This morning I woke him and, before I could whisper
happy birthday, I saw the horns on his head. His eyelids
cracked, like the crust of lava, and I could see the glint
peeking slyly though his lashes that glistened in the lamp-
light like a fiery lake. His body, defiant, not sleepy like
yesterday, squirms under his quilt, a coiled, caged snake.
This morning his arms reach out and I see that his fingers
end in grasping, tearing claws. He flexes those fingers,
those cruel, cruel fingers, stretches his arms, still so short,
so thin and bony, but not delicate like yesterday when
he was proud but never bragged. Now I see his clenched
fists, knuckles calloused and hardened, ready to be dragged.

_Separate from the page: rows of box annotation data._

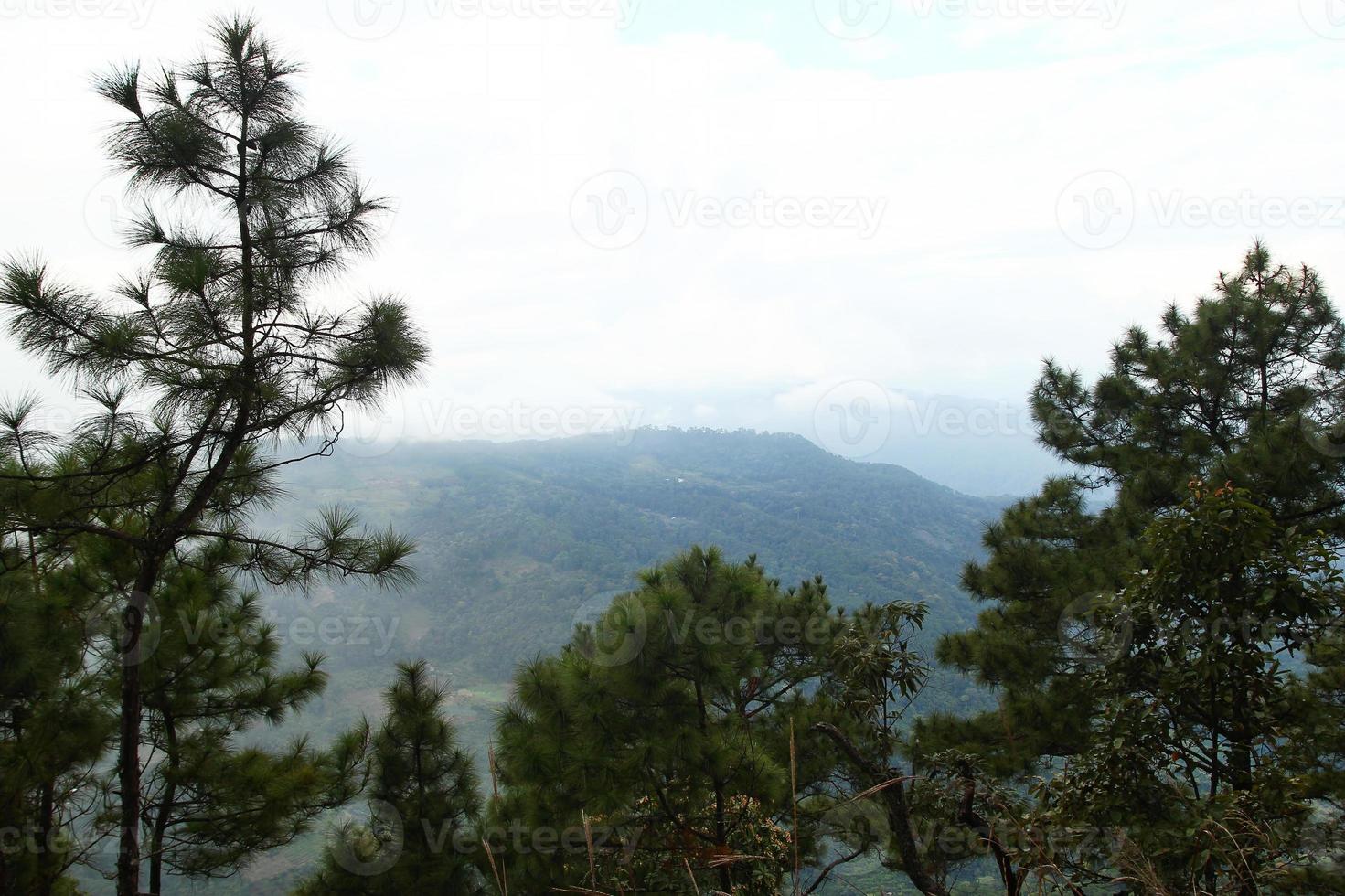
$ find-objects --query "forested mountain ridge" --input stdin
[275,429,999,681]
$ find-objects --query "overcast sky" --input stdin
[0,0,1345,489]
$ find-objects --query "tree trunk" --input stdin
[117,560,159,896]
[149,708,182,896]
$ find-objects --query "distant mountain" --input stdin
[150,429,999,896]
[272,429,999,681]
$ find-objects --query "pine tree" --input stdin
[920,245,1345,773]
[492,548,842,893]
[1039,483,1345,895]
[0,518,116,896]
[0,19,426,896]
[141,543,360,895]
[299,660,487,896]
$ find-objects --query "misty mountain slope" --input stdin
[283,431,998,681]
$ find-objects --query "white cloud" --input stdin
[0,0,1345,489]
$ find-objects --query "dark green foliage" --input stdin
[922,245,1345,773]
[1039,485,1345,893]
[299,660,487,896]
[0,17,428,896]
[143,543,368,892]
[0,527,116,896]
[492,549,843,893]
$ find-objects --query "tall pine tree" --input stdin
[0,17,426,896]
[299,660,488,896]
[920,245,1345,773]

This morning when he falls from the top bunk and I catch
him and we share an embrace, he squeezes me so tight, like
we're saying goodbye. And before I can blink away the image
of a departing train – or a falling angel - I feel the spikes
pricking from his knees. I drop him and he stalks from the
bedroom, shoulders square, spiked elbows angled, a little
shark that doesn’t gasp for air.
This morning he thuds down the stairs when just yesterday
he glided on tiny feet. This morning he smells of rot when
just yesterday he was a little of strawberries. And those
dimpled red cheeks won’t fool me today. This morning his
smile, so wide, so toothy and white and bright, and even
though he squeezed me so tight: it is a terrible, terrible sight.